In der Philosophie ist eine Aporie ein philosophisches Rätsel oder eine scheinbar unlösbare Sackgasse in einer Untersuchung, die sich oft aus gleichermaßen plausiblen, aber widersprüchlichen Prämissen ergibt (d. h. ein Paradoxon). Der Begriff kann auch den Zustand der Verwirrung oder Ratlosigkeit angesichts eines solchen Rätsels oder einer solchen Sackgasse bezeichnen. Der Begriff der Aporie findet sich vor allem in der griechischen Philosophie, spielt aber auch in der poststrukturalistischen Philosophie eine Rolle, etwa in den Schriften von Jacques Derrida und Luce Irigaray, und diente auch als Untersuchungsinstrument in der analytischen Philosophie.

Platos frühe Dialoge werden oft als seine „aporetischen“ (griechisch: ἀπορητικός) Dialoge bezeichnet, weil sie typischerweise in Aporien enden. In einem solchen Dialog befragt Sokrates seinen Gesprächspartner über das Wesen oder die Definition eines Begriffs, zum Beispiel Tugend oder Mut. Anschließend zeigt Sokrates seinem Gesprächspartner durch elenische Versuche, dass seine Antwort nicht zufriedenstellend ist. Nach einer Reihe solcher Fehlversuche gibt der Gesprächspartner zu, dass er sich in Bezug auf den untersuchten Begriff in einer Aporie befindet und zu dem Schluss kommt, dass er nicht weiß, was er ist. In Platons Meno (84a-c) beschreibt Sokrates den reinigenden Effekt, den es hat, wenn jemand in Aporie gerät: Es zeigt jemandem, der nur glaubte, etwas zu wissen, dass er es in Wirklichkeit nicht weiß, und weckt in ihm den Wunsch, es zu erforschen.

In Aristoteles‘ Metaphysik spielt die Aporie eine Rolle in seiner Untersuchungsmethode. Im Gegensatz zu einer rationalistischen Untersuchung, die von apriorischen Prinzipien ausgeht, oder einer empiristischen Untersuchung, die von einer tabula rasa ausgeht, beginnt er die Metaphysik mit einer Bestandsaufnahme der verschiedenen Aporien, die es gibt, und greift dabei insbesondere auf das zurück, was seine Vorgänger verwirrt hat: „Im Hinblick auf die Wissenschaft, die wir anstreben, ist es notwendig, dass wir zunächst die Dinge überprüfen, über die wir von vornherein verwirrt sein müssen“ (995a24). Buch Beta der Metaphysik ist eine Auflistung der Aporien, die den Rest des Werkes beschäftigen.

Im Pyrrhonismus wird die Aporie absichtlich herbeigeführt, um Ataraxie zu erzeugen.

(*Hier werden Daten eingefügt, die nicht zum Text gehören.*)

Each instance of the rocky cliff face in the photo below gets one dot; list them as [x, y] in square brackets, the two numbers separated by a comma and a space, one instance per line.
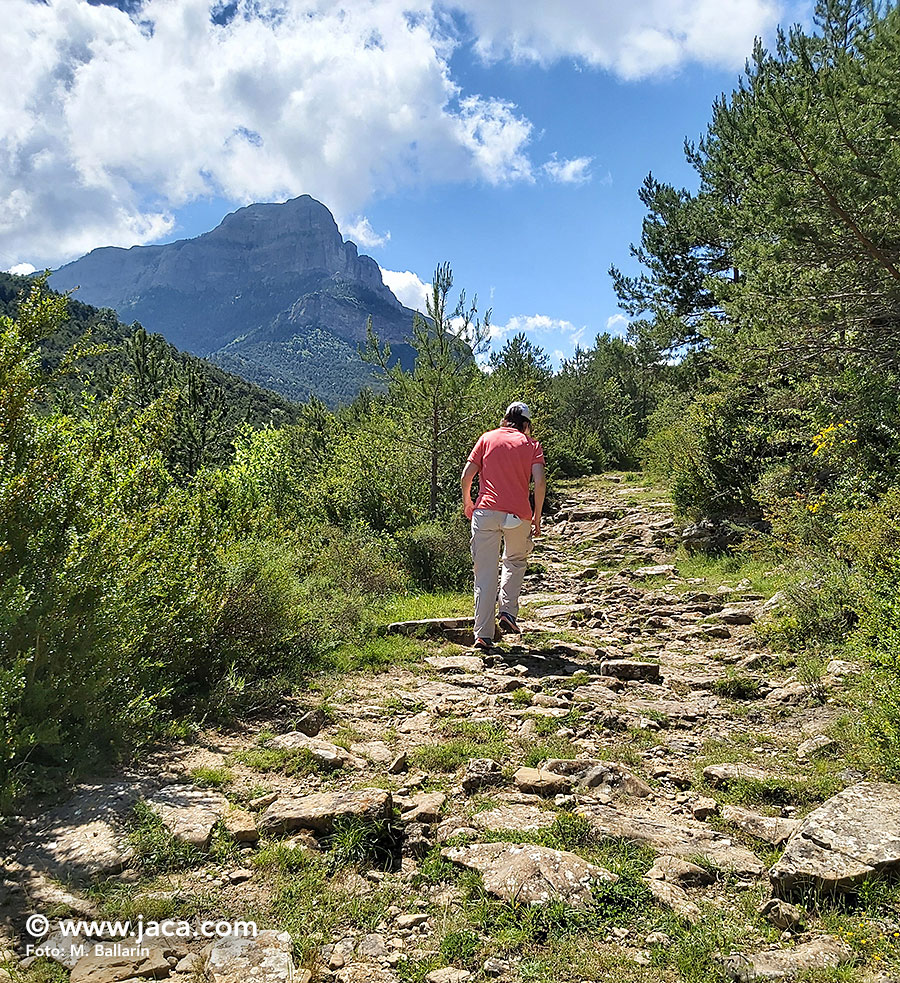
[266, 276]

Zeitgenössische akademische Studien des Begriffs charakterisieren seine Verwendung in philosophischen Diskursen weiter. In „Aporetics: Rational Deliberation in the Face of Inconsistency“ (2009) beschäftigt sich Nicholas Rescher mit den Methoden, mit denen eine Aporie, oder „Aporie“, intellektuell verarbeitet und aufgelöst wird. Im Vorwort bezeichnet Rescher das Werk als einen Versuch, „ein aporetisches Verfahren für den Umgang mit der Informationsüberlastung (der ‚kognitiven Dissonanz‘, wie sie manchmal genannt wird) zusammenzufassen und zu systematisieren“ (ix). Der Text ist auch insofern nützlich, als er eine genauere (wenn auch spezialisierte) Definition des Konzepts liefert: „jede kognitive Situation, in der wir mit der Gefahr von Inkonsistenz konfrontiert werden“ (1). Rescher führt seine spezifische Untersuchung der Aporie weiter ein, indem er den Begriff als „eine Gruppe individuell plausibler, aber kollektiv inkompatibler Thesen“ qualifiziert, eine Bezeichnung, die er mit dem folgenden Syllogismus oder „cluster of contentions“ illustriert:

1. Was der Anblick unserer Augen uns sagt, ist zu glauben.

2. Der Anblick sagt uns, dass der Stock gebogen ist.

3. was die Berührung unserer Hand uns sagt, ist zu glauben.

4. der Tastsinn sagt uns, dass der Stock gerade ist. (2)

Die Aporie oder „Aporie“ dieses Syllogismus besteht darin, dass zwar jede dieser Behauptungen einzeln denkbar ist, sie aber zusammen widersprüchlich oder unmöglich sind (d.h. sie bilden ein Paradoxon). Reschers Studie ist bezeichnend für die fortwährende Präsenz wissenschaftlicher Untersuchungen des Begriffs der Aporie und darüber hinaus für die fortwährenden Versuche von Gelehrten, das Wort zu übersetzen, um seine moderne Bedeutung zu beschreiben.